1. The lead nobody called back.

A lead comes in at 19:40, the team sees it at 10:00 the next day, and by then a faster competitor has it. An auto-assignment plus a “new lead, call within X minutes” task closes the response-time gap that quietly loses the most deals of anything on this list.

Typical return: faster first contact, measured in hours saved per lead and a higher share of leads actually worked — usually visible in the first two weeks.

2. The follow-up that depends on memory.

Most deals need three to five touches; most salespeople do one or two and move on. A reminder sequence tied to the deal stage means the follow-up happens whether or not anyone remembers — which is where the “found money” in a tired pipeline usually is.

3. The status update done by hand.

Someone calls or messages the client at every stage: “your order shipped”, “your documents are ready”. Automate the status-change notification and you free that person’s day and make the client feel informed without a single manual message.

4. The handoff between people.

Sales to onboarding, intake to fulfilment, one department to the next. Automate the transition — the next task opens for the right person with the context attached — and you close the gap where work silently stalls for days.

5. The document typed from scratch.

Quotes, invoices, contracts, acts — retyped each time, with the occasional wrong number. One-click generation from the CRM record turns 20 minutes of copy-paste into a few seconds, and removes the embarrassing mistakes.

6. The customers you already won and forgot.

Your cheapest sale is to someone who already bought. A reactivation flow — a message at 60 or 90 days, a service reminder by date or mileage — reliably pulls revenue out of a base that was just sitting there.

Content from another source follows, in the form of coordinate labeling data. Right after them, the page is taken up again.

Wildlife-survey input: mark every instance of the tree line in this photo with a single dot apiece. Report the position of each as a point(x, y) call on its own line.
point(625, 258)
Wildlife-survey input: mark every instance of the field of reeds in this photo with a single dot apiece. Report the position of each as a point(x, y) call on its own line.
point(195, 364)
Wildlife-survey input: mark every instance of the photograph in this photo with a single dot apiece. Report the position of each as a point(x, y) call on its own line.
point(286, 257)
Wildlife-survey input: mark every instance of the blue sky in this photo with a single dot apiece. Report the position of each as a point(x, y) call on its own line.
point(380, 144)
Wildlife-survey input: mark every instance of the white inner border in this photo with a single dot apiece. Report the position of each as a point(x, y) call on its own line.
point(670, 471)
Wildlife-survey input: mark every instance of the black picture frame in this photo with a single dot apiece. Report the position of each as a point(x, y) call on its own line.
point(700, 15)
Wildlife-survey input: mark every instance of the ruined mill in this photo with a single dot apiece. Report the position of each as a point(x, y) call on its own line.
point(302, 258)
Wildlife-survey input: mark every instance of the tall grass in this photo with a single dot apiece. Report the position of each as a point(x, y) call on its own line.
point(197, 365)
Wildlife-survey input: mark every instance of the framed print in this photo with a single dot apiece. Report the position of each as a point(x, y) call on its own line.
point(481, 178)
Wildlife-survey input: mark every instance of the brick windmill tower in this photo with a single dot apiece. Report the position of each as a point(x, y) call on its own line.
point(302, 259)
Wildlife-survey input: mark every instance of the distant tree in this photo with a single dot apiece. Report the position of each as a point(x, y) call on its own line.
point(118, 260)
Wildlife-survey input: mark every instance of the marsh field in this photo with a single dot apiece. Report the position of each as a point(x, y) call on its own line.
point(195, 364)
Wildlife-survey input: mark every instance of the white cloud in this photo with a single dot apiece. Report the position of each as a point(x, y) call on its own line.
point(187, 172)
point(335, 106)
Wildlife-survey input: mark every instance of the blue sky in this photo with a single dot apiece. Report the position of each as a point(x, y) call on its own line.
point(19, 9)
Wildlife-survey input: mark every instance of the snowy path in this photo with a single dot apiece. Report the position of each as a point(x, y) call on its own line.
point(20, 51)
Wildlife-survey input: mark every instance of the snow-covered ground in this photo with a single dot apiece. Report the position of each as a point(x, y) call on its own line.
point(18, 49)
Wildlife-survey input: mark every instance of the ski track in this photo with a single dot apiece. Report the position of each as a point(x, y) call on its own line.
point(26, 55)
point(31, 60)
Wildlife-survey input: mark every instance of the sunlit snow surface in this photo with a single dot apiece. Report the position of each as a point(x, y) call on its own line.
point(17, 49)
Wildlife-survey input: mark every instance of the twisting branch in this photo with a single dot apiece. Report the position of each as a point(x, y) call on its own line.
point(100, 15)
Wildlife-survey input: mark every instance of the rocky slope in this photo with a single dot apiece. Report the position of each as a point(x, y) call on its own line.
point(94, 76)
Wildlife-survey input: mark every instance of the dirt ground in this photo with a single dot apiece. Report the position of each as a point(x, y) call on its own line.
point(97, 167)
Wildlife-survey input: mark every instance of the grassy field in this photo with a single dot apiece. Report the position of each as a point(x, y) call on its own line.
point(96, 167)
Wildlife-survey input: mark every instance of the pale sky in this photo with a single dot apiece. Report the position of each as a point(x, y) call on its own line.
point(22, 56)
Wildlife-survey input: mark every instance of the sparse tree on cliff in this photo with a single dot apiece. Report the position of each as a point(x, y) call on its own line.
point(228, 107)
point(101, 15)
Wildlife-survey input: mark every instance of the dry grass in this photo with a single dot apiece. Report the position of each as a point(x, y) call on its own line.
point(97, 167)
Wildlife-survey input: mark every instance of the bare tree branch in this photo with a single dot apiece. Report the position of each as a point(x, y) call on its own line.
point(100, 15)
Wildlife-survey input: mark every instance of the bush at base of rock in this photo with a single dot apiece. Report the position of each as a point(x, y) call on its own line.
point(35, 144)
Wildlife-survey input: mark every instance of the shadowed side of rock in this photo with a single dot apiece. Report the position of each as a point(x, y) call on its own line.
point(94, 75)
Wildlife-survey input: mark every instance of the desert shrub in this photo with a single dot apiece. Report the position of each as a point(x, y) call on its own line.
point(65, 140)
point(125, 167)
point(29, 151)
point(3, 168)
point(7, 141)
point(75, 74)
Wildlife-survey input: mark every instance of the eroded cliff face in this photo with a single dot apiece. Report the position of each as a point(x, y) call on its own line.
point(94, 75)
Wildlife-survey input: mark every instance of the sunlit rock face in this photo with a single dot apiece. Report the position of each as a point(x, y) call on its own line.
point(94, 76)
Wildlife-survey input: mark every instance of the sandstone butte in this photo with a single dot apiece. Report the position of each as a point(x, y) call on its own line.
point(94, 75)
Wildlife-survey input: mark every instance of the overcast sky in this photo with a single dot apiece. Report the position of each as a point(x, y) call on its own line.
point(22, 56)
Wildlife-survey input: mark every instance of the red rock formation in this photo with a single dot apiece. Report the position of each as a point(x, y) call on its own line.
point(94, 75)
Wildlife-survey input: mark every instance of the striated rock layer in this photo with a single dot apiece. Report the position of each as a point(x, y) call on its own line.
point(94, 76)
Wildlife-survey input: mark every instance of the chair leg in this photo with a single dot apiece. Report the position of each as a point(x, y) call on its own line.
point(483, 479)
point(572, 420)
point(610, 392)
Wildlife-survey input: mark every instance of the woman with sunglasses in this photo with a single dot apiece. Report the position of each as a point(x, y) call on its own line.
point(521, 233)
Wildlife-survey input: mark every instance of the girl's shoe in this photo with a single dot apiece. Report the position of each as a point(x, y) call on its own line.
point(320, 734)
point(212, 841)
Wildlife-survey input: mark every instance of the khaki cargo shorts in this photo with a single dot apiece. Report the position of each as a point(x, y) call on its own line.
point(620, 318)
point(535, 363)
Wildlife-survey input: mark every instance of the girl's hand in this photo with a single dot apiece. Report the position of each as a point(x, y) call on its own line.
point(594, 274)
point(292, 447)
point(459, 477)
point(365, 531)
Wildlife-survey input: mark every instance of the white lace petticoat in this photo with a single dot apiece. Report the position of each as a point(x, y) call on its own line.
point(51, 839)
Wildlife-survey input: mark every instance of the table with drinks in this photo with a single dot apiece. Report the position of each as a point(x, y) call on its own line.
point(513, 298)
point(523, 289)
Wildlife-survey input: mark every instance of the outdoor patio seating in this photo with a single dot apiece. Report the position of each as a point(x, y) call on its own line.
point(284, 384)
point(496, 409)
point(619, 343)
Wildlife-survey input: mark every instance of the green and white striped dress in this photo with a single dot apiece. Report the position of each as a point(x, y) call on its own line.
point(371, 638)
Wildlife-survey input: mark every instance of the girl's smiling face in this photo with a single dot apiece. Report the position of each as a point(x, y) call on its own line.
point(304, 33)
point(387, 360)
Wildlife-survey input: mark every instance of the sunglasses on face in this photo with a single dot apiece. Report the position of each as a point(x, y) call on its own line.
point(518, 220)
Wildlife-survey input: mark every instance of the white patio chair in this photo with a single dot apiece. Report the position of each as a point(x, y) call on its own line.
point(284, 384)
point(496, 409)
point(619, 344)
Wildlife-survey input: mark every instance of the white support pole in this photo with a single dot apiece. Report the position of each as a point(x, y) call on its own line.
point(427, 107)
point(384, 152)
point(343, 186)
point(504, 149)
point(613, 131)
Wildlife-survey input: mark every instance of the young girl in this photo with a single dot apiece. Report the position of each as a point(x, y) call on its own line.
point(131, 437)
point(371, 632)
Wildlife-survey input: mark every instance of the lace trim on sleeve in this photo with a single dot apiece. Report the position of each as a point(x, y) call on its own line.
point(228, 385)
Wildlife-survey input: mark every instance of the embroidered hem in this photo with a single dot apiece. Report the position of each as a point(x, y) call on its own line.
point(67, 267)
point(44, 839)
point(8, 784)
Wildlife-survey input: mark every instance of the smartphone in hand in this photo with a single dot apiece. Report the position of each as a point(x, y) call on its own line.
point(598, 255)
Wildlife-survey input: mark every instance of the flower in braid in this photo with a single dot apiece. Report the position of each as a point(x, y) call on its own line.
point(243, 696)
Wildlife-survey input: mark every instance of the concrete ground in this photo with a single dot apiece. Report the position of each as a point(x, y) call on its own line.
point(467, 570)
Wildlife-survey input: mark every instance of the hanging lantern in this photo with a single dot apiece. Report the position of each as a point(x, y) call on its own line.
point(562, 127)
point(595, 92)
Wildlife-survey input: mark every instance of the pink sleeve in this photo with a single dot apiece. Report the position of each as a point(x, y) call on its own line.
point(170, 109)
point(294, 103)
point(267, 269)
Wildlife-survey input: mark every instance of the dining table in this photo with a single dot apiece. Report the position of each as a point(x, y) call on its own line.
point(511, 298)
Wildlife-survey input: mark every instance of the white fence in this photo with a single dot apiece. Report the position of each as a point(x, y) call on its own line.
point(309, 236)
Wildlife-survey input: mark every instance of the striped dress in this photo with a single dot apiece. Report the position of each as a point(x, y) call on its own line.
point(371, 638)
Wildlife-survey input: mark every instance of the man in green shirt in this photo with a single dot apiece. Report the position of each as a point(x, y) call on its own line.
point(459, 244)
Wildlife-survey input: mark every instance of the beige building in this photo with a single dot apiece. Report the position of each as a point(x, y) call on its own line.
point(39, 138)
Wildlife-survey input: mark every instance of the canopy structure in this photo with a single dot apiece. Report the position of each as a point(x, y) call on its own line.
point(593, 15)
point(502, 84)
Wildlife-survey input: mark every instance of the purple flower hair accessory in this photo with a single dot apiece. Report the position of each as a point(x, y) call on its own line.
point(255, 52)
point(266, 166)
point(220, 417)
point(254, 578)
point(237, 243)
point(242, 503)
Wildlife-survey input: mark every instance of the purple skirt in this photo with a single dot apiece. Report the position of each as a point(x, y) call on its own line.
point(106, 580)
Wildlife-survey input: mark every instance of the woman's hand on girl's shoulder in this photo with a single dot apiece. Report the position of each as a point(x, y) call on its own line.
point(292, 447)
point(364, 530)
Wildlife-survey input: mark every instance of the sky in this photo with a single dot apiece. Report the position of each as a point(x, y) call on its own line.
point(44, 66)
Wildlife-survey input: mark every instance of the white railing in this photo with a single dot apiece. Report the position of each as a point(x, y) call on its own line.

7. The report someone builds every Monday.

A person spends two hours assembling a dashboard from three exports. Automate it and the same numbers land on their own, every morning, in a chat the manager already reads. Two hours a week back, every week.

How to pick the first one.

Start where it hurts and where it repeats. The best first automation is the manual task your team does many times a day and resents — not the most impressive one. Win there, earn the trust, and the next five are easy.

Rule of thumb: if a person does it more than ten times a week and hates it, it is an automation candidate. If it happens once a quarter, leave it alone.

Frequently asked

Do we need a fancy CRM for this?

No. All seven run on mainstream systems — Bitrix24, Uspacy, Pipedrive, Zoho and similar. The value is in the workflow design, not an exotic platform. We build on what you already have where we can.

How fast can the first ones go live?

The simple, high-value ones — auto-assignment, reminders, status notifications — are usually live within the first week or two of a rollout. The heavier ones (document generation, cross-system handoffs) come once the data and integrations are in place.

What does automation cost?

Automation work starts around €200 and scales with the number and complexity of workflows. Because the first automations target daily manual tasks, most clients see the time saved cover the cost inside the first month or two.